Help with a Production Problem

Muddy

Well-known member
We have a problem we need to solve right away.

We have printed a job that is for only about 1110 pieces. Its CMYK over black. We printed the CMYK offset because of the image difficulties and then varnished it for protection. Today I'm trying to print the variable on the back side and it's making a mess if the varnish on the front. I suspect the heat required to fuse the toner is melting the varnish on the back side and is ruining this piece.

In hindsight perhaps we should have approached this differently but right now I need to solve this. Any ideas would be helpful. If worse comes to worse there are seven different backs. I could make 7 plates, run them offset and number them analog. It gets the job out at deadline but is not ideal that's for sure.

Any speedy responses would be most helpful.
 
have you got any way to reduce the fuser temperature? I know on some machines you can control it directly, on others you can lie to the machine and tell it you are running a lighter stock.

Of course, then you would need to make sure that the toner was fused OK and it might be more matte than you'd like.
 
Unless you have the option of inkjetting then I think your proposed option is probably the only way to get it out without a rerun. I guess I've never tried to run varnished prints back through our digital machines before... I know even non-varnished offset will sometimes have problems running through our black and white printers depending on stock, coverage, how long we gave it to dry, and whether or not the pressman used powder. If you have an alternate machine to put the black and white on with (like a digital color machine and just run in black mode) then you might try that, that has worked for us in the past...but again, no idea what will happen to the varnish.

How long did the offset have to sit before you started running it?
What kind of stock did you run it on, and what kind of black and white machine?
 
Problem solved, sorta.

We're going to rerun the whole thing. Actually, that isn't exctly true.

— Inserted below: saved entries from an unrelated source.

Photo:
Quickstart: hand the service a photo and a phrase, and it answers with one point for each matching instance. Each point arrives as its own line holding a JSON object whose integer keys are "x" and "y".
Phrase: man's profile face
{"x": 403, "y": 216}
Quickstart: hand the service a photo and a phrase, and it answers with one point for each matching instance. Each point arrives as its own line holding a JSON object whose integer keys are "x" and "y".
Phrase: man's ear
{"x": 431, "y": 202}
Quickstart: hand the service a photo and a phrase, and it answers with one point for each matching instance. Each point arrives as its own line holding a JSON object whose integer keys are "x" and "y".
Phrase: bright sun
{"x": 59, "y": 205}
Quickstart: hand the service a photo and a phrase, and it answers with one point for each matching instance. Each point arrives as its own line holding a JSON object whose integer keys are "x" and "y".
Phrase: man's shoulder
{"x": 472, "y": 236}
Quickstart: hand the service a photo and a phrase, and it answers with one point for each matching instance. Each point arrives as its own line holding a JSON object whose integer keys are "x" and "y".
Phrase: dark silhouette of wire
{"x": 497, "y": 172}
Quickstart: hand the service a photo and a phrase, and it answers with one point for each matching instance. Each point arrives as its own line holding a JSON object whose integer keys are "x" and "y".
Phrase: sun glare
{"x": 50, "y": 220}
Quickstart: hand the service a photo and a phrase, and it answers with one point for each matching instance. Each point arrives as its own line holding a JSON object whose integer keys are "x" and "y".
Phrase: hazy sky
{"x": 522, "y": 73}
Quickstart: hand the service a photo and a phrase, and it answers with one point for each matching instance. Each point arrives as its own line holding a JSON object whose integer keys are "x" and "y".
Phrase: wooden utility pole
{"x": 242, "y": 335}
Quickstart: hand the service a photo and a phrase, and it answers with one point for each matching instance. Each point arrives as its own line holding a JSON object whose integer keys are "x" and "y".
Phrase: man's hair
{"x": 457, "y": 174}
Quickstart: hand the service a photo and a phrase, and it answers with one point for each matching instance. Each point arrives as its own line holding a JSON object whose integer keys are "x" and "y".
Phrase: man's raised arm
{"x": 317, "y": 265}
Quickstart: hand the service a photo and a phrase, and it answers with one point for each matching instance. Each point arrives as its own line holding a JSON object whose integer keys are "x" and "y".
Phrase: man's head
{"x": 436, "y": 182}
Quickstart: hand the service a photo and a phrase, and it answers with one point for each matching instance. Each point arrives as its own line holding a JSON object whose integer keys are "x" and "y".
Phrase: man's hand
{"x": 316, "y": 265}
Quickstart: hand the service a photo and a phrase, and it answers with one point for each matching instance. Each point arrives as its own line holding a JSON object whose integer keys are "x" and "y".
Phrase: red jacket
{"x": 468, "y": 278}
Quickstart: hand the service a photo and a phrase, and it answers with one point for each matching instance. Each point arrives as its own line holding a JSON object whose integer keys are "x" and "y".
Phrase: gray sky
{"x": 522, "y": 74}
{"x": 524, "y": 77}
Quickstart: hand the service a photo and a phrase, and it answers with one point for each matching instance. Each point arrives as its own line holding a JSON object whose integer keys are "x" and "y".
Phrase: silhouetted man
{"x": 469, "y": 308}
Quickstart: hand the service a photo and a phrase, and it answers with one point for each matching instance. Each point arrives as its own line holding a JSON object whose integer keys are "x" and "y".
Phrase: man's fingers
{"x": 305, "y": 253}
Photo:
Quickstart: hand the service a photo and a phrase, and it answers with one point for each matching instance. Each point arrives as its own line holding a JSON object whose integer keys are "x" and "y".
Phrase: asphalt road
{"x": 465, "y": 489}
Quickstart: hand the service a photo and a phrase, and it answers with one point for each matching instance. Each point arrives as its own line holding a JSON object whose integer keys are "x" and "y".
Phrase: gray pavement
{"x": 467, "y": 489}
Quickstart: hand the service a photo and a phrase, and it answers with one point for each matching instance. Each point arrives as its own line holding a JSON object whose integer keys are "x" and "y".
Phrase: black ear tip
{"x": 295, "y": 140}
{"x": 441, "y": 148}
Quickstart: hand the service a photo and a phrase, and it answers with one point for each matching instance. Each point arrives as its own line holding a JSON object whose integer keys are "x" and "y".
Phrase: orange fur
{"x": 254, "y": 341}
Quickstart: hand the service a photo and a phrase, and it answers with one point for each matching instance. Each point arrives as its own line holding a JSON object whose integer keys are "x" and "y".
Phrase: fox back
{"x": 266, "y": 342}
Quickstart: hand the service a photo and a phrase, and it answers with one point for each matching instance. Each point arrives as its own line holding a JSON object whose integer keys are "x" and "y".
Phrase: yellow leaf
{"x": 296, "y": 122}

The guys trying to sell us the KM 6501 are going to test their machine for us by running this job. They know I'm reselling it so I don't feel too sleazy about it.

Thanks for your replies. I'm learning more and more every day about the digital print world in both it's good and bad forms.
 
I ran a job like this a couple of months ago. It was metallic gold and silver and printed on press. We then had a flood varnish to seal it and a spot varnish over that for a "spotlight" effect. I had to variable imprint bout 1000 large numbers over the top of this. We got it to work well...it just took a LOT of drying time. I tried to imprint in 2 days after and it melted/streaked the varnish. After the weekend however...a little over 4 days drying time...it ran through great with no problems. This was on a Xerox Docucolor 5000. Just try to schedule enough drying time on front end.
 
I ran a job like this a couple of months ago. It was metallic gold and silver and printed on press. We then had a flood varnish to seal it and a spot varnish over that for a "spotlight" effect. I had to variable imprint bout 1000 large numbers over the top of this. We got it to work well...it just took a LOT of drying time. I tried to imprint in 2 days after and it melted/streaked the varnish. After the weekend however...a little over 4 days drying time...it ran through great with no problems. This was on a Xerox Docucolor 5000. Just try to schedule enough drying time on front end.

Really? 4 days of drying time is enough. Can you tell us more about this subject, what kind of paper, what was the ink coverage on the offset/digital, any powder usage? under what settings did you print it on you're dc machine?